I very very rarely mention me drinking to her. I think the last time was when a friend had just had a baby, I'd said that I'd gone round to see the baby and they had family visiting so we all had half a glass of champagne to toast the baby (their older child had said something funny about the champagne which was the main reason I had mentioned it). That seemed to be a good enough excuse for her to convince herself that because I can have half a glass of champagne to toast a new baby, she can carry on drinking what she likes... I won't be mentioning it again that's for sure.

Alcohol problems being something that seems to be hereditary has worried me since my teenage years. I have always been so sure that this wouldn't happen to me (well, we can never be sure of anything but I will always try).

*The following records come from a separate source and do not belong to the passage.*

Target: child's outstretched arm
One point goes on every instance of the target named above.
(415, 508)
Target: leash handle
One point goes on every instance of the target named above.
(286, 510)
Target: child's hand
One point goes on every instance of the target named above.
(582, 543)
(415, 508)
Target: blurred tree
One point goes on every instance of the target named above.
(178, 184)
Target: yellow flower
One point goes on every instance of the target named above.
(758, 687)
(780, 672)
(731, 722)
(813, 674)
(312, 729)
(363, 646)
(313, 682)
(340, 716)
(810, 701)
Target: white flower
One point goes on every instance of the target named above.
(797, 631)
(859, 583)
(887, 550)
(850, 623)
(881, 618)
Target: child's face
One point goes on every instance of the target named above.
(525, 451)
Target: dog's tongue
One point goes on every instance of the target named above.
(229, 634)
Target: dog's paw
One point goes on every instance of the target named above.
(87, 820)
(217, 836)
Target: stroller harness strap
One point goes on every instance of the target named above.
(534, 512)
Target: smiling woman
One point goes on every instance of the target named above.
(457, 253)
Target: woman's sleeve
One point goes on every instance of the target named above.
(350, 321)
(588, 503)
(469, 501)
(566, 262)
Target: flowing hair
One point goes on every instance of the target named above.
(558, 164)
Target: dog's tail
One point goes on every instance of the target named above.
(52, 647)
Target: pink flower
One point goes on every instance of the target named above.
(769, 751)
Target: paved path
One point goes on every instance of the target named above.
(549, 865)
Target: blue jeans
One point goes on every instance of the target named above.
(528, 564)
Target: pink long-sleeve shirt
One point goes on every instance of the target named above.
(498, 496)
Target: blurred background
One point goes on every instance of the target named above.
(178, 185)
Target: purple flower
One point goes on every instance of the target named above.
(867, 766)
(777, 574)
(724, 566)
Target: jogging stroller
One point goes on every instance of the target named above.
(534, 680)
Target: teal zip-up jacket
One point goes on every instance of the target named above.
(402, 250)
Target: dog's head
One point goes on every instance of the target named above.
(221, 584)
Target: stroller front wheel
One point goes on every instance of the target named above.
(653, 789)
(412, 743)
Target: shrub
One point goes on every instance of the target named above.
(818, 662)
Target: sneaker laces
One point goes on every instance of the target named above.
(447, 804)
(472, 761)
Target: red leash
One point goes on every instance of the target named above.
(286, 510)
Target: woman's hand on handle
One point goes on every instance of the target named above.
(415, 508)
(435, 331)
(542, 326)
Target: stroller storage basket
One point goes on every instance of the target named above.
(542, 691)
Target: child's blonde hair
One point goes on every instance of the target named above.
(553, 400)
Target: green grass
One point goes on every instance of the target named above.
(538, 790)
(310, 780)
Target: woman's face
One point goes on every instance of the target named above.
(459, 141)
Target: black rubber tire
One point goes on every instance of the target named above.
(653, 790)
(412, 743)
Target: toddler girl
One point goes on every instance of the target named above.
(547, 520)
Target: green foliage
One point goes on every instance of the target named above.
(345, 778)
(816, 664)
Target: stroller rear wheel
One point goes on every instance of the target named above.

There's a brand of beer that my fiance likes that we can't get where we live. His brother lives in an area where you can buy the beer so he bought a crate of it for him at the end of last spring. It's still in the dining room, we've probably had three cans out of it and there's one that's been sitting in the fridge since Christmas. I know if this were my parents that crate would have been long gone, probably in less than a week. Alcohol is definitely something I am not that bothered by. I do enjoy a glass of wine. If I didn't have it, if I had to go the rest of my life without alcohol then fine. I'm always careful to never drink more than enough so that I don't know when to stop, I have no idea where that could lead. By parents have made me feel guilty for it though. I feel I shouldn't drink anything, that I'm a hypocrite.

I guess I just never want to be like them and cause the hurt they have.

Again, thanks for the replies! It's interesting reading the varied responses. It's also interesting to read the things that alcoholics say about other people's drinking ("how can you drink but I can't?" seems to be quite common).